Save this as firewall-rules.sh, make it executable (chmod +x), and run it with sudo. Remember to save the rules afterward.

Many Ubuntu users coming from other Linux distributions often get confused when trying to manage iptables. Unlike CentOS/RHEL systems where iptables runs as a standalone service, Ubuntu handles firewall rules differently.
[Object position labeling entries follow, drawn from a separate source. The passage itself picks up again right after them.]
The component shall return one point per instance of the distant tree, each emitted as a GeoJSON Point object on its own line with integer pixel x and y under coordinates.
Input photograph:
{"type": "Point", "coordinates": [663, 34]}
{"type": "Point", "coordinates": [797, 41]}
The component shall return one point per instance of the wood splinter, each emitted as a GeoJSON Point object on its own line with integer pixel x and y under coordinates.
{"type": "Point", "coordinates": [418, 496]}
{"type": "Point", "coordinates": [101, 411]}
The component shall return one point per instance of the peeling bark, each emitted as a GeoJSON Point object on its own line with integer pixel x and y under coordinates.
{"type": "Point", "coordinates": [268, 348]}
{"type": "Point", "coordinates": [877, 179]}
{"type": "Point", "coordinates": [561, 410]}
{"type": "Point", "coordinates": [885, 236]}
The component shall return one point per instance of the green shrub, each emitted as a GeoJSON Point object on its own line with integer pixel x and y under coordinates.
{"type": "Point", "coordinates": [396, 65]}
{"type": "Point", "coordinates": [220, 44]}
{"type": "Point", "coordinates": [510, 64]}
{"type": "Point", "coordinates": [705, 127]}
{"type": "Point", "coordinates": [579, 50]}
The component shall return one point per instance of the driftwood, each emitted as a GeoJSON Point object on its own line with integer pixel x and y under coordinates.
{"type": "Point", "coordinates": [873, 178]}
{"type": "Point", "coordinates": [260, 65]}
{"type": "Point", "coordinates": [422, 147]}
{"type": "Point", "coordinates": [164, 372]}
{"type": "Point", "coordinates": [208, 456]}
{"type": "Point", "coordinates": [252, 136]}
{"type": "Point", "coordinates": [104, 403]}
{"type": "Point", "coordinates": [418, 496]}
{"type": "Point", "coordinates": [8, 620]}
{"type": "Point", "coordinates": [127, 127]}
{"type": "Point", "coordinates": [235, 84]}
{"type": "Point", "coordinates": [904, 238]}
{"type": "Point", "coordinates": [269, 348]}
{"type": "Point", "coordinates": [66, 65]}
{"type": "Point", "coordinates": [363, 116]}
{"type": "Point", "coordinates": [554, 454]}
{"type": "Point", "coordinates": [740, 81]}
The error "unrecognized service" occurs because modern Ubuntu versions don't use a traditional iptables service. Instead, they utilize:

1. netfilter-persistent (for saving rules)
2. ufw (Uncomplicated Firewall) as frontend
3. Direct iptables commands

Method 1: Using iptables Directly

To flush all rules (temporary):

sudo iptables -F
sudo iptables -X
sudo iptables -t nat -F
sudo iptables -t nat -X
sudo iptables -t mangle -F
sudo iptables -t mangle -X
sudo iptables -P INPUT ACCEPT
sudo iptables -P FORWARD ACCEPT
sudo iptables -P OUTPUT ACCEPT

Method 2: Using netfilter-persistent

For systems with iptables-persistent package:

# Save current rules
sudo netfilter-persistent save

# Reload saved rules
sudo netfilter-persistent reload

# Flush all rules (doesn't affect permanent storage)
sudo systemctl restart netfilter-persistent

Method 3: Using UFW (Recommended)

Ubuntu's default firewall management tool:

# Disable firewall
sudo ufw disable

# Enable firewall
sudo ufw enable

# Reset all rules
sudo ufw reset

After modifying rules with direct iptables commands, save them permanently:

sudo iptables-save > /etc/iptables/rules.v4
sudo ip6tables-save > /etc/iptables/rules.v6

If rules don't persist after reboot:

# Install persistence package
sudo apt install iptables-persistent

# During installation, choose to save current rules
# Verify the service is enabled
sudo systemctl enable netfilter-persistent

Remember that modern Ubuntu systems (20.04+) often use nftables as backend while maintaining iptables compatibility. For new deployments, consider learning nftables syntax.